The name Heling was used for nine tropical cyclones in the Philippines by PAGASA in the Western Pacific Ocean.

 Tropical Depression Heling (1966) – short-lived tropical depression that was only tracked by PAGASA.
 Tropical Storm Violet (1970) (T7008, 9W, Heling) – minimal tropical storm which affected the Philippines and China.
 Severe Tropical Storm Jean (1974) (T7411, 12W, Heling) – moderately strong tropical storm that hit Taiwan and eastern China.
 Tropical Storm Della (1978) (T7812, 13W, Heling) – another tropical storm which hit Taiwan and China.
 Tropical Depression Heling (1982) – weak tropical depression only recognized by PAGASA.
 Typhoon Roger (1986) (T8608, 8W, Heling) – relatively strong typhoon that brushed the coast of Japan.
 Typhoon Becky (1990) (T9016, 16W, Heling) – a typhoon which made landfall in the Philippines and Vietnam, killing at least 32 people.
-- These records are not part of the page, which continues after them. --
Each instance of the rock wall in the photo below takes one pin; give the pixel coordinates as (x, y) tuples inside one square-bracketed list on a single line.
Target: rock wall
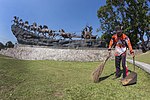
[(45, 53)]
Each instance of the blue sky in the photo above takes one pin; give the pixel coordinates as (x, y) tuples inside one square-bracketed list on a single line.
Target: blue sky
[(71, 15)]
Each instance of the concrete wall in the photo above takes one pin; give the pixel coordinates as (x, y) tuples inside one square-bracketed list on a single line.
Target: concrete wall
[(38, 53)]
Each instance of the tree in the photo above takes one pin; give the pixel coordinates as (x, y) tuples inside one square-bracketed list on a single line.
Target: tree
[(133, 15)]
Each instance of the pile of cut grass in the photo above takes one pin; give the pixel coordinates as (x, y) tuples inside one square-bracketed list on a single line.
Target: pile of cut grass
[(59, 80)]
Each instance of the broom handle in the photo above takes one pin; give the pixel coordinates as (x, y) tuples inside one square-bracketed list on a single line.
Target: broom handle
[(134, 62), (106, 59)]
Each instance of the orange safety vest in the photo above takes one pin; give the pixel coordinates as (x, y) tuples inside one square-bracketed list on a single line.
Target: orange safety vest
[(121, 44)]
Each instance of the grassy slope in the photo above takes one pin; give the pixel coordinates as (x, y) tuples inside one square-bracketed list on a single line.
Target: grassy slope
[(53, 80)]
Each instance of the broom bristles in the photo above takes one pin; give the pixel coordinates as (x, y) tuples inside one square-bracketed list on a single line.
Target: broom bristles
[(97, 73)]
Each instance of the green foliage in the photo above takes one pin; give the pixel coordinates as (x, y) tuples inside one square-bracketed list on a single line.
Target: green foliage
[(133, 15), (59, 80)]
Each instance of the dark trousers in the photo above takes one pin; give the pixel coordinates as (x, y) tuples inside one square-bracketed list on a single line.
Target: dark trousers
[(118, 59)]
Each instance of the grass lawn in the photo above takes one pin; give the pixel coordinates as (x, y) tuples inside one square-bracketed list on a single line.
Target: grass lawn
[(58, 80), (145, 57)]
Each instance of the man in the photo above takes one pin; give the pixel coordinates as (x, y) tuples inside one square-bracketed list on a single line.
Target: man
[(121, 42)]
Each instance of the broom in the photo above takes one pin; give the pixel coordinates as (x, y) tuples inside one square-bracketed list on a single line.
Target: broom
[(96, 73)]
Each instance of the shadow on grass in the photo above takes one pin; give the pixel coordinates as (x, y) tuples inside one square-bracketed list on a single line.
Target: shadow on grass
[(105, 77)]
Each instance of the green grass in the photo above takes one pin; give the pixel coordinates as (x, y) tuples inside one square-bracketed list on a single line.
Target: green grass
[(145, 57), (58, 80)]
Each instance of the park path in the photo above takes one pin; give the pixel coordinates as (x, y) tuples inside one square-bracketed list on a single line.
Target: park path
[(141, 65)]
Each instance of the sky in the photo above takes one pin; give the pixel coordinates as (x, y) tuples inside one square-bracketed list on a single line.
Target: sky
[(71, 15)]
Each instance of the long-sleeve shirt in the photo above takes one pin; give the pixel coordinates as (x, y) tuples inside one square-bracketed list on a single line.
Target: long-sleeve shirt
[(121, 44)]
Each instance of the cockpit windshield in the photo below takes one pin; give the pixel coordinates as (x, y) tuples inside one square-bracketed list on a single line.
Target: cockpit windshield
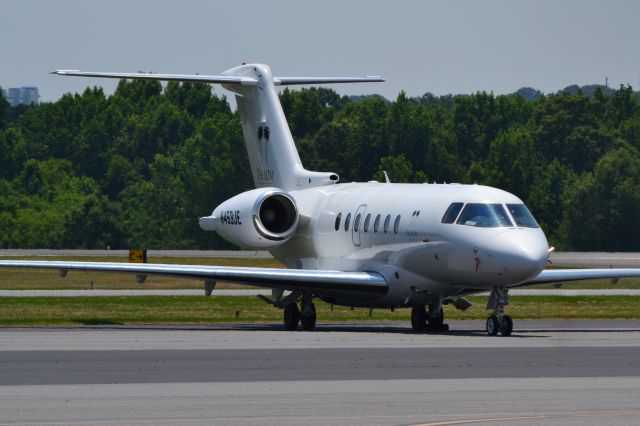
[(522, 216), (484, 215)]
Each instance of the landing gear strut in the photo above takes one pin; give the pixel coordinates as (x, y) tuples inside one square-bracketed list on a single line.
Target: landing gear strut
[(498, 321), (308, 314), (436, 318), (293, 315), (418, 318), (432, 321)]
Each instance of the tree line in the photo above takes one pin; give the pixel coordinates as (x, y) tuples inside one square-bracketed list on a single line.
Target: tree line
[(139, 167)]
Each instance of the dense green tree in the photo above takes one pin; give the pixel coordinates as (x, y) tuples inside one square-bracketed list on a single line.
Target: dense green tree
[(599, 208)]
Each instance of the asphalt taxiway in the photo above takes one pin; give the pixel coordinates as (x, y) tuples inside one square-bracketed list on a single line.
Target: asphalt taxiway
[(547, 372)]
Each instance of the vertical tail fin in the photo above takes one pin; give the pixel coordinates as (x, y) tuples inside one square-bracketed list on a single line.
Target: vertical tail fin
[(272, 153)]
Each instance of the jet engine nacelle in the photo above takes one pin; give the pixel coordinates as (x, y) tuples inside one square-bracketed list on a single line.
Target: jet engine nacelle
[(259, 219)]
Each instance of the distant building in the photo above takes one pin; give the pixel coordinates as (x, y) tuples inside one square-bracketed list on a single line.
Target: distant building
[(21, 95)]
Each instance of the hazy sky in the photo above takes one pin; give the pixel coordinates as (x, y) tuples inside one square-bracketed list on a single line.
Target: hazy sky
[(418, 46)]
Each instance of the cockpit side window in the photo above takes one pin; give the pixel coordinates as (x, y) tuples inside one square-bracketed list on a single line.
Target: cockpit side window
[(452, 212), (522, 216), (484, 215)]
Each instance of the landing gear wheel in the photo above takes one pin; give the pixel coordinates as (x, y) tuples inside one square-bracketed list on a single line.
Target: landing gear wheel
[(418, 318), (493, 325), (291, 317), (436, 323), (308, 317), (507, 326)]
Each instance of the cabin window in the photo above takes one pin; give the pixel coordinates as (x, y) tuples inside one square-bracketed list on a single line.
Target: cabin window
[(523, 217), (452, 213), (484, 215), (366, 222), (386, 223)]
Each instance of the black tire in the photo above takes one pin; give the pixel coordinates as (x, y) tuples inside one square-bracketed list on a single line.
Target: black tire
[(493, 325), (507, 326), (308, 317), (437, 322), (418, 318), (291, 317)]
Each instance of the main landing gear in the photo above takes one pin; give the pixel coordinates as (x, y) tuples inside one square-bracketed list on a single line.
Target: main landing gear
[(306, 315), (498, 321), (431, 321)]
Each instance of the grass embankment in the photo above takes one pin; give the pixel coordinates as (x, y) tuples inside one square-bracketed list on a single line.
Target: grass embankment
[(200, 309)]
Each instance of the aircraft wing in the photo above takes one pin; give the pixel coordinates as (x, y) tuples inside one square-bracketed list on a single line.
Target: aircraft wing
[(554, 276), (330, 283)]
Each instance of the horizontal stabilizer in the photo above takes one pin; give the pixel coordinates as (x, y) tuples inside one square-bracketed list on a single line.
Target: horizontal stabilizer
[(220, 79), (192, 78)]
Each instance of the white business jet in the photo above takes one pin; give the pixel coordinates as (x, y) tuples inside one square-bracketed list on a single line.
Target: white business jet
[(373, 244)]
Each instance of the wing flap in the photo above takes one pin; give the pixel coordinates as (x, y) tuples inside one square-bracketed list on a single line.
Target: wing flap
[(319, 282)]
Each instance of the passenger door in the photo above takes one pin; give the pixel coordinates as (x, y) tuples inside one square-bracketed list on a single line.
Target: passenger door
[(358, 222)]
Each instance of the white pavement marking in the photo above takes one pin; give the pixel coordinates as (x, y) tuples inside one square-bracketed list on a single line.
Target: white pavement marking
[(471, 335), (356, 402)]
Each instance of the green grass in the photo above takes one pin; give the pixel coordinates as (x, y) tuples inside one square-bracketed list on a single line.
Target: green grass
[(200, 309)]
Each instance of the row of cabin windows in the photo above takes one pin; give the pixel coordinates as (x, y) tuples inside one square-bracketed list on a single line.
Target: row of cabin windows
[(367, 222)]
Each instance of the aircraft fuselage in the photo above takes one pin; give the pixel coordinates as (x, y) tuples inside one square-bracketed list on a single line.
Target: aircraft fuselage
[(366, 226)]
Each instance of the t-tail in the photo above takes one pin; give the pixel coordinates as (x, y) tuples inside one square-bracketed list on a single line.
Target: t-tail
[(272, 152)]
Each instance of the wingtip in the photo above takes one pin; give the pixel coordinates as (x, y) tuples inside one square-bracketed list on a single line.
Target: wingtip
[(63, 72)]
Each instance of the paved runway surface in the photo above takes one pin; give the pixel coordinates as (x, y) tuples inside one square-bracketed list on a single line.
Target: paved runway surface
[(548, 372)]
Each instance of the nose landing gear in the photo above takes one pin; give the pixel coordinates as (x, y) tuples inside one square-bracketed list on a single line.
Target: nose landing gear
[(431, 321), (498, 321)]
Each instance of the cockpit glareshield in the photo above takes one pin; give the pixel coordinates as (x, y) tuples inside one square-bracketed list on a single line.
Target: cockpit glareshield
[(522, 216), (484, 215)]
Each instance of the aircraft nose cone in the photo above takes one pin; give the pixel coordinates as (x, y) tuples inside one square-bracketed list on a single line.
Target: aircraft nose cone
[(523, 253)]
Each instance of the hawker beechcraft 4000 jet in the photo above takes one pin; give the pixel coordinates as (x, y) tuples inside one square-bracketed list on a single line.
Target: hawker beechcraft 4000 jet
[(371, 244)]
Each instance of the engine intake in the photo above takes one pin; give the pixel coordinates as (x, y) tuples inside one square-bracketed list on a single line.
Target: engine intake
[(275, 215), (259, 219)]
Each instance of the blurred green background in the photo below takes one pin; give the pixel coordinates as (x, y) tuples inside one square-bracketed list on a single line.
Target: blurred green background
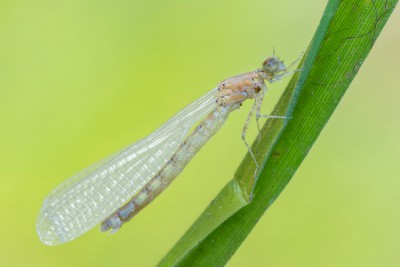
[(82, 79)]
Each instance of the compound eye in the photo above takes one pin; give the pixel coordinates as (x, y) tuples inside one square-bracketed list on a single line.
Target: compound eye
[(271, 65)]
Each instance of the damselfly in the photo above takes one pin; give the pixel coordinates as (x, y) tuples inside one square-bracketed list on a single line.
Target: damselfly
[(115, 189)]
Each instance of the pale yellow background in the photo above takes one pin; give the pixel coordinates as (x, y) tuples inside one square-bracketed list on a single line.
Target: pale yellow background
[(82, 79)]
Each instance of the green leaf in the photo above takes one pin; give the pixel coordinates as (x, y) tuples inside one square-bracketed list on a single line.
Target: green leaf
[(344, 37)]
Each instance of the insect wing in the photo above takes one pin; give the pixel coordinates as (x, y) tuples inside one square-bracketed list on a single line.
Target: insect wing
[(88, 197)]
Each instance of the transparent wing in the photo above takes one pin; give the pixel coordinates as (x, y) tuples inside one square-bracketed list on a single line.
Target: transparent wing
[(88, 197)]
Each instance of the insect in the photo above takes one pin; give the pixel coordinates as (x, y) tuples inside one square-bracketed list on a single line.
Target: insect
[(115, 189)]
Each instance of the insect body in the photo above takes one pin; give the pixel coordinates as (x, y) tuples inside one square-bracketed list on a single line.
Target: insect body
[(113, 190)]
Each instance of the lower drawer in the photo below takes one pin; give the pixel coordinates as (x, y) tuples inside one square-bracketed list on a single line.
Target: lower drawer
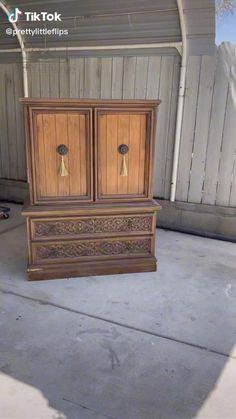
[(74, 250), (79, 227)]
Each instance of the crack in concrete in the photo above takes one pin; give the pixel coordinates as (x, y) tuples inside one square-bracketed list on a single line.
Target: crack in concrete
[(86, 407), (116, 323)]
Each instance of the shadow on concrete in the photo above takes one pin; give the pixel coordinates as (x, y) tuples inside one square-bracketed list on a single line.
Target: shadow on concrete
[(163, 351)]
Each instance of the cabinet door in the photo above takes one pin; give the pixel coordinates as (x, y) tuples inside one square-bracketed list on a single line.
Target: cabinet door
[(58, 178), (123, 176)]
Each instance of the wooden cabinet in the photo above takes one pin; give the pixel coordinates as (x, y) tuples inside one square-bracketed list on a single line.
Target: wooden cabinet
[(49, 129), (90, 209)]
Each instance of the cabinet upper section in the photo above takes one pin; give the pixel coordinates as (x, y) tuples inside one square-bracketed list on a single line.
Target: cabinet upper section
[(87, 150)]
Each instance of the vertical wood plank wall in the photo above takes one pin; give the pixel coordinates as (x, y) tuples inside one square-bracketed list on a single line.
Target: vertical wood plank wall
[(207, 165)]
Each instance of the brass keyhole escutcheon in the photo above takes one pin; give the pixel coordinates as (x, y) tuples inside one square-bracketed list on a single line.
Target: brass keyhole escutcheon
[(62, 150), (123, 150)]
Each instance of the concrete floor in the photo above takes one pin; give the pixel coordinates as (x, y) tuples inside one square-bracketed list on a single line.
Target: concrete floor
[(142, 346)]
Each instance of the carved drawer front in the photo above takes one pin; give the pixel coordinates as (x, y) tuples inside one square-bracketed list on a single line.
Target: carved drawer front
[(74, 227), (54, 252)]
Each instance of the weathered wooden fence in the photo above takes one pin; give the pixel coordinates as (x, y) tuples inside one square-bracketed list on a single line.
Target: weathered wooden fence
[(207, 170)]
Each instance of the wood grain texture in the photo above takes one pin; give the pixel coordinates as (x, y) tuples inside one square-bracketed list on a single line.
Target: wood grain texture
[(53, 129), (188, 128), (217, 121), (114, 129), (202, 129)]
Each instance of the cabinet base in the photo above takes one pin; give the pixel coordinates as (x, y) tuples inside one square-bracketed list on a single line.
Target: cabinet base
[(105, 267)]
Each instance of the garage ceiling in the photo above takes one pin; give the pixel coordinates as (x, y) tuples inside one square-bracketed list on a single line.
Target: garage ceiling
[(116, 22)]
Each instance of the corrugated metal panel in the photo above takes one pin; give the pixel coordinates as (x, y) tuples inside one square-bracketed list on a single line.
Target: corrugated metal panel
[(200, 23), (110, 22)]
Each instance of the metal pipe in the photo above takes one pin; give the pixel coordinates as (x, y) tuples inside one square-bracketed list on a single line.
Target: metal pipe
[(179, 119), (23, 52), (107, 47), (176, 45)]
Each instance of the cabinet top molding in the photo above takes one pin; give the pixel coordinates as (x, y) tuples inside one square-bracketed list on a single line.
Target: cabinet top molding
[(90, 102)]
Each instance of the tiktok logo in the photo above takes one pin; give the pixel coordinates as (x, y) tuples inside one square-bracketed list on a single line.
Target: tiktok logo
[(13, 17)]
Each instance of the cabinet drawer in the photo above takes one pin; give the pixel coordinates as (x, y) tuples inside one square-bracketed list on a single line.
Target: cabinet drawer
[(69, 251), (66, 228)]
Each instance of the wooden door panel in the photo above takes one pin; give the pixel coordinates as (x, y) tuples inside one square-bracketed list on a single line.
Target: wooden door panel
[(113, 129), (72, 129)]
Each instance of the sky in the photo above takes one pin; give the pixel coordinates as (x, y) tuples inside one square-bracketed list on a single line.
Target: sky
[(226, 28)]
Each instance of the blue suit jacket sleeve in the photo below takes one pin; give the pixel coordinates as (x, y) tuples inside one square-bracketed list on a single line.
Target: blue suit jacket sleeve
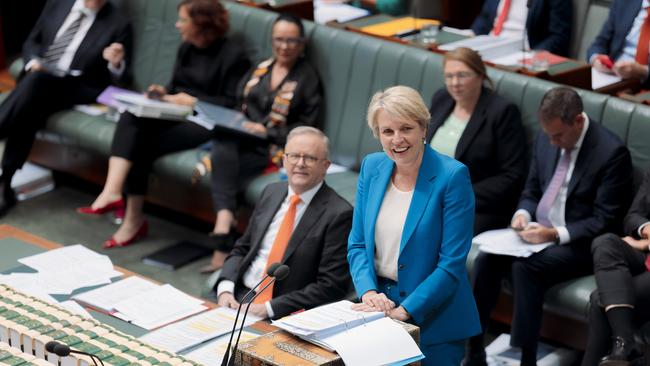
[(457, 221), (363, 271)]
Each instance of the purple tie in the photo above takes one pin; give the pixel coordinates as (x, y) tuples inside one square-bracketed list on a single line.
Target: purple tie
[(553, 189)]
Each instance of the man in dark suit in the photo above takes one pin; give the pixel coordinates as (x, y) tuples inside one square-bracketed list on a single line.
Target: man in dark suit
[(577, 188), (546, 22), (620, 40), (75, 50), (621, 266), (314, 246)]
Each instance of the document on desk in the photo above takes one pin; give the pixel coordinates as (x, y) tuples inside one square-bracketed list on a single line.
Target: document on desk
[(507, 242), (212, 352), (107, 296), (158, 307), (601, 79), (381, 342), (190, 332)]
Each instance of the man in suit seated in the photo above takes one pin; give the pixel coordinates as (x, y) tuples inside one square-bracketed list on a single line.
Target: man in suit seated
[(621, 302), (546, 23), (302, 223), (577, 188), (75, 50), (621, 47)]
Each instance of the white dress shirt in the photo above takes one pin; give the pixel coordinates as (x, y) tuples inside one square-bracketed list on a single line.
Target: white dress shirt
[(257, 268), (68, 55), (557, 212), (514, 25)]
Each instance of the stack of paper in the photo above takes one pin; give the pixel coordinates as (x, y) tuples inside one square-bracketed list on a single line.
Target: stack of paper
[(63, 270), (359, 338), (507, 242), (212, 353), (188, 333)]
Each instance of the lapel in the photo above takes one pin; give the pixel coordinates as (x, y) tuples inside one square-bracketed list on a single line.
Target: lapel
[(309, 219), (100, 25), (423, 188), (585, 157), (376, 191), (275, 199), (440, 114), (476, 121)]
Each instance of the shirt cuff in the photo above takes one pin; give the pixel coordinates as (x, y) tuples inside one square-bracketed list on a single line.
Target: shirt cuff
[(225, 286), (269, 309), (641, 228), (117, 71), (521, 211), (563, 235)]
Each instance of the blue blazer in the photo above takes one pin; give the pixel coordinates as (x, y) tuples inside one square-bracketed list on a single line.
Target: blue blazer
[(548, 23), (600, 189), (432, 279)]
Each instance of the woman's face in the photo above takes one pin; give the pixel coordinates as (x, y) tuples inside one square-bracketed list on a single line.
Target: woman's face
[(287, 43), (186, 27), (402, 140), (462, 82)]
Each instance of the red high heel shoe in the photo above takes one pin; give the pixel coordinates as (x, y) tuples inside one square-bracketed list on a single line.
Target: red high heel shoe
[(117, 206), (142, 232)]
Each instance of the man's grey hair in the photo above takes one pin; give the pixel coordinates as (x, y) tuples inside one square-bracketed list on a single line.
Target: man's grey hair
[(308, 130)]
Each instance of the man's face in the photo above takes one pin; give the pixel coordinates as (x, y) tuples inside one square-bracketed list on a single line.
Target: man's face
[(94, 4), (305, 162), (562, 135)]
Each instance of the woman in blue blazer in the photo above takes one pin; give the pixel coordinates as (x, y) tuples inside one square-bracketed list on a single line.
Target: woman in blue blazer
[(412, 230)]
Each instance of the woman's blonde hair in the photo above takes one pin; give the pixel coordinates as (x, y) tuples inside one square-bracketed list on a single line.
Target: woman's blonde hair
[(471, 59), (400, 102)]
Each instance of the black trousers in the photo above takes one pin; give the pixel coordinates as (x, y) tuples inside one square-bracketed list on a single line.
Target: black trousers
[(143, 140), (622, 278), (36, 96), (235, 161), (530, 278)]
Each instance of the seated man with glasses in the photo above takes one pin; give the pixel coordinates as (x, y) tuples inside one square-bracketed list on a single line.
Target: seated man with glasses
[(302, 223), (277, 95)]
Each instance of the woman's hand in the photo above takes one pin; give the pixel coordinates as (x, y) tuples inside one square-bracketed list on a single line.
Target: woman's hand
[(399, 313), (180, 98), (156, 91), (256, 128), (375, 302)]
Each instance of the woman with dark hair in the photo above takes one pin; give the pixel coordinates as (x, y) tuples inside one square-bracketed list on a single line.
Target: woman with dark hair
[(278, 94), (208, 68), (476, 126)]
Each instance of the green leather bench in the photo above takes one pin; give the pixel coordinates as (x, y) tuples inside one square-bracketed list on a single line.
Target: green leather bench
[(352, 67)]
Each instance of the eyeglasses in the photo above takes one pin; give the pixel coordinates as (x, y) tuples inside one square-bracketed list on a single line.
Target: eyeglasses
[(461, 75), (290, 42), (295, 158)]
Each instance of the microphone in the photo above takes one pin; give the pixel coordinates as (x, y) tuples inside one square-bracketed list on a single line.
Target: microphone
[(269, 272), (281, 272), (63, 350)]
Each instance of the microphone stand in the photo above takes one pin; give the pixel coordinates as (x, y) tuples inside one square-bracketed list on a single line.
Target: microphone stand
[(248, 305)]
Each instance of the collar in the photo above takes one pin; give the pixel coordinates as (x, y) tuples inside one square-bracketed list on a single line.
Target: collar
[(585, 127), (306, 196)]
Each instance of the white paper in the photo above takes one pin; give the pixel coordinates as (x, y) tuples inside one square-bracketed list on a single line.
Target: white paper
[(326, 11), (601, 79), (158, 307), (507, 242), (182, 335), (212, 353), (379, 342), (106, 297)]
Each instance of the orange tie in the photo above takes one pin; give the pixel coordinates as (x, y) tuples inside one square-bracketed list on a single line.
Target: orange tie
[(279, 246), (502, 18), (644, 39)]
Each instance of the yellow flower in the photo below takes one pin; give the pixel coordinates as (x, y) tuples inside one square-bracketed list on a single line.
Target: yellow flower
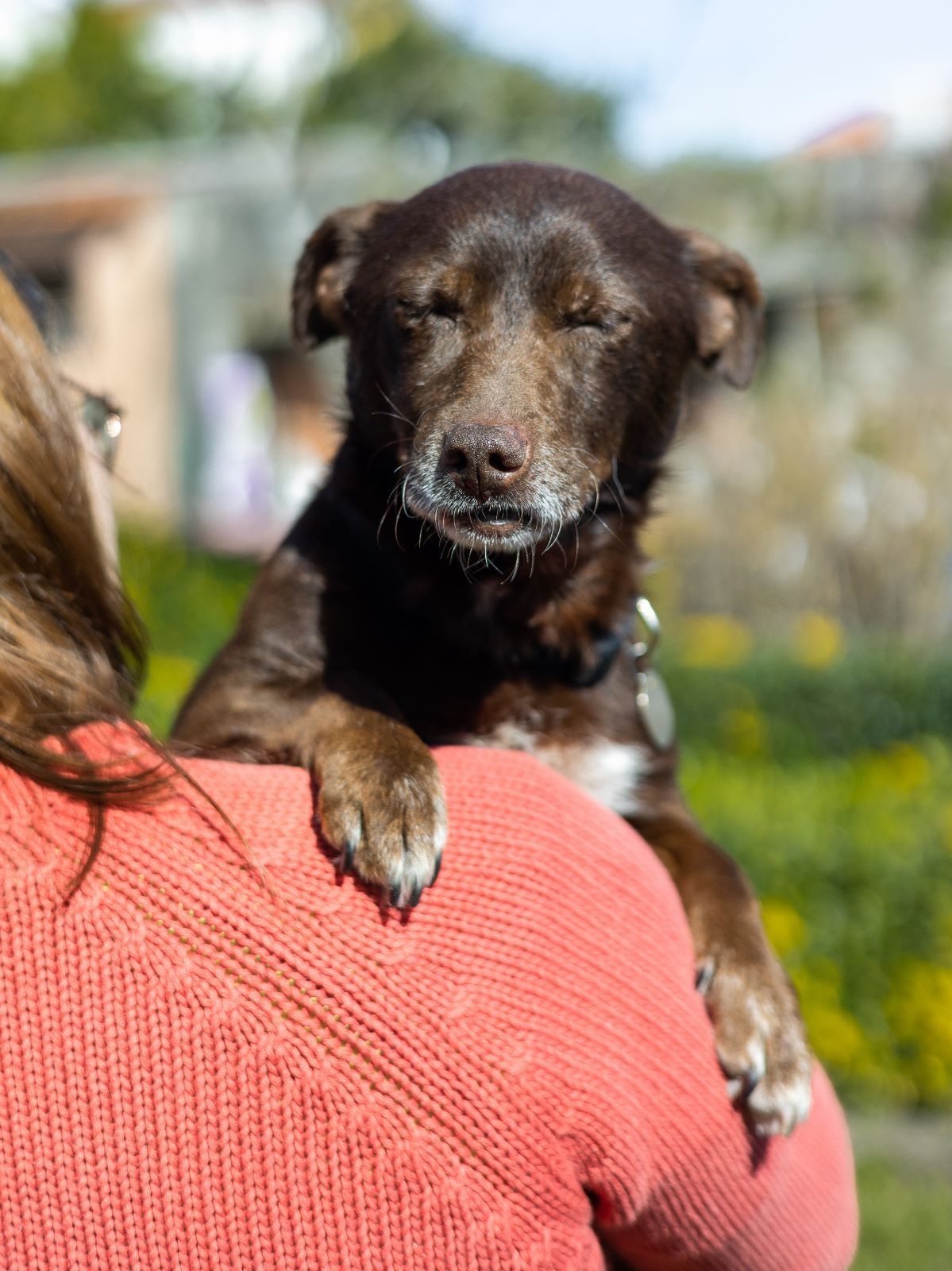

 Tropical Depression Heling (1994) – another tropical depression that was only monitored by PAGASA.
 Typhoon Yanni (1998) (T9809, 14W, Heling) – skirted the Taiwanese coast as a typhoon before striking South Korea as a tropical storm, claiming 50 lives.

The name Heling was later included in PAGASA's revised list of tropical cyclone names; however, it has been relegated to the auxiliary list for List IV (which was first used in 2004).